The US Army Corps of Engineers (Corps) is soliciting comments from the public; Federal, State, and local agencies and officials; Indian Tribes; and other Interested parties in order to consider and evaluate the impacts of this proposed activity. Any comments received will be considered by the Corps to determine whether to issue, modify, condition, or deny a permit for this proposal. To make this determination, comments are used to assess impacts to endangered species, historic properties, water quality, general environmental effects, and the other public interest factors listed above. Comments are also used to determine the need for a public hearing and to determine the overall public interest of the proposed activity.

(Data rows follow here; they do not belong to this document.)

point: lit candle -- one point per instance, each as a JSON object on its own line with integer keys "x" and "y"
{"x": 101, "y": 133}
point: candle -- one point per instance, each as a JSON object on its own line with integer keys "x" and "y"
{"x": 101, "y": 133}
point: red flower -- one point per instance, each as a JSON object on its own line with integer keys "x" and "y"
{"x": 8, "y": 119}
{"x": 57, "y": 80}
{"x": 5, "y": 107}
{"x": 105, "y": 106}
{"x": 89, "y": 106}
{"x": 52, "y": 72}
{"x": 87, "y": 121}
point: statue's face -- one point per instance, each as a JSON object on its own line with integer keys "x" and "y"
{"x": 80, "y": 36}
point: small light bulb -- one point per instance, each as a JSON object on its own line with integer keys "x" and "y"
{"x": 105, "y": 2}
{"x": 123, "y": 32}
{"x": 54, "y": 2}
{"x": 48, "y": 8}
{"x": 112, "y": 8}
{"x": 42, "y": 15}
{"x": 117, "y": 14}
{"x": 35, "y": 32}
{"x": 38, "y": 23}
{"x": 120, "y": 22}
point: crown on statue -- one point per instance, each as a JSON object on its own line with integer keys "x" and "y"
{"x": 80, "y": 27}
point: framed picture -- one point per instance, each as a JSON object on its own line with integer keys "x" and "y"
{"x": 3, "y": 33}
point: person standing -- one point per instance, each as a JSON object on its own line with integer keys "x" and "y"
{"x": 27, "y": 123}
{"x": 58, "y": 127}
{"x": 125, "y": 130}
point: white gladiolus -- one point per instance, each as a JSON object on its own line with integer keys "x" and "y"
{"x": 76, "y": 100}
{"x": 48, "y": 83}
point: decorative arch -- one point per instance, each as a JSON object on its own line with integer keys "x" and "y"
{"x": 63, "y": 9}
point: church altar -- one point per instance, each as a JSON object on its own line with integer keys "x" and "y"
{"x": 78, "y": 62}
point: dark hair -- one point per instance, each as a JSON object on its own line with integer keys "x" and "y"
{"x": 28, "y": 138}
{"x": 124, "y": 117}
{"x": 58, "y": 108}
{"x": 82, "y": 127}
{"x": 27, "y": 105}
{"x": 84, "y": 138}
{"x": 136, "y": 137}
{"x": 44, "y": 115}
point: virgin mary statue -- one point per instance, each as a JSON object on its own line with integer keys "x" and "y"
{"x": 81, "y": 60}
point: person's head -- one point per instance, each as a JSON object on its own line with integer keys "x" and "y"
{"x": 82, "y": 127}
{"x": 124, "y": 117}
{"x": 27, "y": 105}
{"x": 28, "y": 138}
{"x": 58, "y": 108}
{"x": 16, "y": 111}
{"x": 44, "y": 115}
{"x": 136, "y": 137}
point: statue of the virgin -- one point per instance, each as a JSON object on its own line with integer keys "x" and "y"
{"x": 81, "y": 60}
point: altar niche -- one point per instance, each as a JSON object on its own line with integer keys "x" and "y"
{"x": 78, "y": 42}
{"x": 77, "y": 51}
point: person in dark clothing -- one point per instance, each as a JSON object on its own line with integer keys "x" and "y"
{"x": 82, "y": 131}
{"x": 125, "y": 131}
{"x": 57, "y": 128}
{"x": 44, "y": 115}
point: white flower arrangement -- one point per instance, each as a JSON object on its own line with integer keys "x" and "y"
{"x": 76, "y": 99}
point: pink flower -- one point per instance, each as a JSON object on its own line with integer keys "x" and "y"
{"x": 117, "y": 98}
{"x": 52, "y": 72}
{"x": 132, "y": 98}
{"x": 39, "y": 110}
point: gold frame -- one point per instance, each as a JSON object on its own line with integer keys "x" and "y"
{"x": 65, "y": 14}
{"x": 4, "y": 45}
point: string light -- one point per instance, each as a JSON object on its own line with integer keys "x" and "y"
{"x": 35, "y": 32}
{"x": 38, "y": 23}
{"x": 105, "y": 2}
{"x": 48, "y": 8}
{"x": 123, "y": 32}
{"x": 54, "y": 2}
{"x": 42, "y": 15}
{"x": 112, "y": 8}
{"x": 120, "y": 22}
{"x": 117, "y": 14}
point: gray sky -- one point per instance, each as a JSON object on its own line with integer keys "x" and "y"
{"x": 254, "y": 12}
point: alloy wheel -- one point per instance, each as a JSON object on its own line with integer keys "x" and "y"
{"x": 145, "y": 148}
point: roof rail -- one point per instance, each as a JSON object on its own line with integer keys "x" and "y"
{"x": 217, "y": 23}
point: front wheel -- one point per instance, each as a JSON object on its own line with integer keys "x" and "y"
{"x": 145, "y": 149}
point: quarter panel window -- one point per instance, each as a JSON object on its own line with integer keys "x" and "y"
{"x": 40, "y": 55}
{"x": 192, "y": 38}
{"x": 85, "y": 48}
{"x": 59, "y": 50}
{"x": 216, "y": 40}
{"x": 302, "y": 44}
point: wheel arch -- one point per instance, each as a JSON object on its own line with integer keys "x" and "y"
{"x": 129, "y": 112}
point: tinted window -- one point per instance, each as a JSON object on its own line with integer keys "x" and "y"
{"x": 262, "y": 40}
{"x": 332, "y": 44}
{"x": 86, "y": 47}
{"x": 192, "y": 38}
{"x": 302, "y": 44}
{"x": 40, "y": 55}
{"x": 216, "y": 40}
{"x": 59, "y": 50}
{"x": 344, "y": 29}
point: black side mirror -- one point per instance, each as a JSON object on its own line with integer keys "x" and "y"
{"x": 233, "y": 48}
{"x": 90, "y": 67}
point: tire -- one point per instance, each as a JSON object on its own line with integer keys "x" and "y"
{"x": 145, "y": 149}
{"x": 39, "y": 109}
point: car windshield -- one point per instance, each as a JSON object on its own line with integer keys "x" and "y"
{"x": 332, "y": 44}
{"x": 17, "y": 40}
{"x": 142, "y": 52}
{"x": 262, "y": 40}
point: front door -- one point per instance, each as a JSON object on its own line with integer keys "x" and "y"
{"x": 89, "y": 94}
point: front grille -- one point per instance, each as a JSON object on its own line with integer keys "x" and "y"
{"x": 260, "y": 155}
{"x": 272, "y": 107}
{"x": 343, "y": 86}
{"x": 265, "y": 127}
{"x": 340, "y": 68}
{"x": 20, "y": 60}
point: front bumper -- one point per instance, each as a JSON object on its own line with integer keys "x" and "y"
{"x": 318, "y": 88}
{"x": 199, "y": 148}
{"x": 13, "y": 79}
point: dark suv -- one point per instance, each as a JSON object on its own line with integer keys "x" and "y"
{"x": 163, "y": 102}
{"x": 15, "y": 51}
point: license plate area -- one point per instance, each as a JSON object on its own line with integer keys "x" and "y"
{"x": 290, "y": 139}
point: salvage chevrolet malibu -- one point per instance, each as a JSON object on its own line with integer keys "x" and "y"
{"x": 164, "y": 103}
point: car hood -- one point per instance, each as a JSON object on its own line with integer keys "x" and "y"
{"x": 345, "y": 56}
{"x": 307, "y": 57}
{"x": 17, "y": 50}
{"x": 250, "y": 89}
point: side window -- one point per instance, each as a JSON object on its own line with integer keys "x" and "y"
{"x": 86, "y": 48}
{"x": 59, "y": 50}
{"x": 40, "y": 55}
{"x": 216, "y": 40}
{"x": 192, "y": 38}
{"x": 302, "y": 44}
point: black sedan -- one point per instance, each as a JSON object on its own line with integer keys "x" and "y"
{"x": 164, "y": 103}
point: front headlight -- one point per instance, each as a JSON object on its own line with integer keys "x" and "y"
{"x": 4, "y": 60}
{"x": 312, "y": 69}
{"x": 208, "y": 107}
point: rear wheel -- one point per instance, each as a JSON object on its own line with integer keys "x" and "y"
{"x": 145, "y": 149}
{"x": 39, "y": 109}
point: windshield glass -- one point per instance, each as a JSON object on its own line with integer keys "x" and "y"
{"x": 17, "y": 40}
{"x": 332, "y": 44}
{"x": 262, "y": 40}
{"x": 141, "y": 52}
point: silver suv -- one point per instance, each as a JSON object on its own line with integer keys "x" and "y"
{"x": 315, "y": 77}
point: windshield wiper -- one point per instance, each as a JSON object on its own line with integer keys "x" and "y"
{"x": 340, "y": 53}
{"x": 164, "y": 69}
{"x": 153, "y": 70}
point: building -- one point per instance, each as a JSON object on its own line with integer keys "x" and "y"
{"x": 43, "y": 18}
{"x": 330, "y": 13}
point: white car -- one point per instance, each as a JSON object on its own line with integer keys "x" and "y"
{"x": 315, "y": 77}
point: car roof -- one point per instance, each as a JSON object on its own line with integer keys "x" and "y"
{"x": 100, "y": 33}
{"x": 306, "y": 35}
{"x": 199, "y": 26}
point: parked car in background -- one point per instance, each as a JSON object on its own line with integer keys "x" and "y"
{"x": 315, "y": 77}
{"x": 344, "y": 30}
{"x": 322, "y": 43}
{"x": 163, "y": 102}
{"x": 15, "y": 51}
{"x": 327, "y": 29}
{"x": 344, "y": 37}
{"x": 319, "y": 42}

COASTAL ZONE MANAGEMENT CONSISTENCY: In Florida, the State approval constitutes compliance with the approved Coastal Zone Management Plan. Issuance of the EPA NPDES permit and a Section 10 authorization for the VE project is a federal action that requires compliance with the Coastal Zone Management Act (CZMA), therefore the Applicant is required to certify that their proposed project complies with the State of Florida’s Coastal Zone Management Program.
On January 3, 2019, the applicant submitted a CZMA consistency determination to the Florida State Clearinghouse with the Florida Department of Environmental Protection. On January 15, 2019, the Florida Department of Agriculture and Consumer Services (FDACS) documented that the coastal consistency determination submitted by the applicant was consistent with all FDACS statutory responsibilities for aquaculture. On February 18, 2019, the Florida Fish and Wildlife Conservation Commission (FWC) found that the applicant’s coastal consistency determination was consistent with Florida’s CMP. Therefore, Corps has determined that the action covered by this permit is consistent with the CZMA and Florida’s CMP.
REQUEST FOR PUBLIC HEARING: Any person may request a public hearing. The request must be submitted in writing to the District Engineer within the designated comment period of the notice and must state the specific reasons for requesting the public hearing.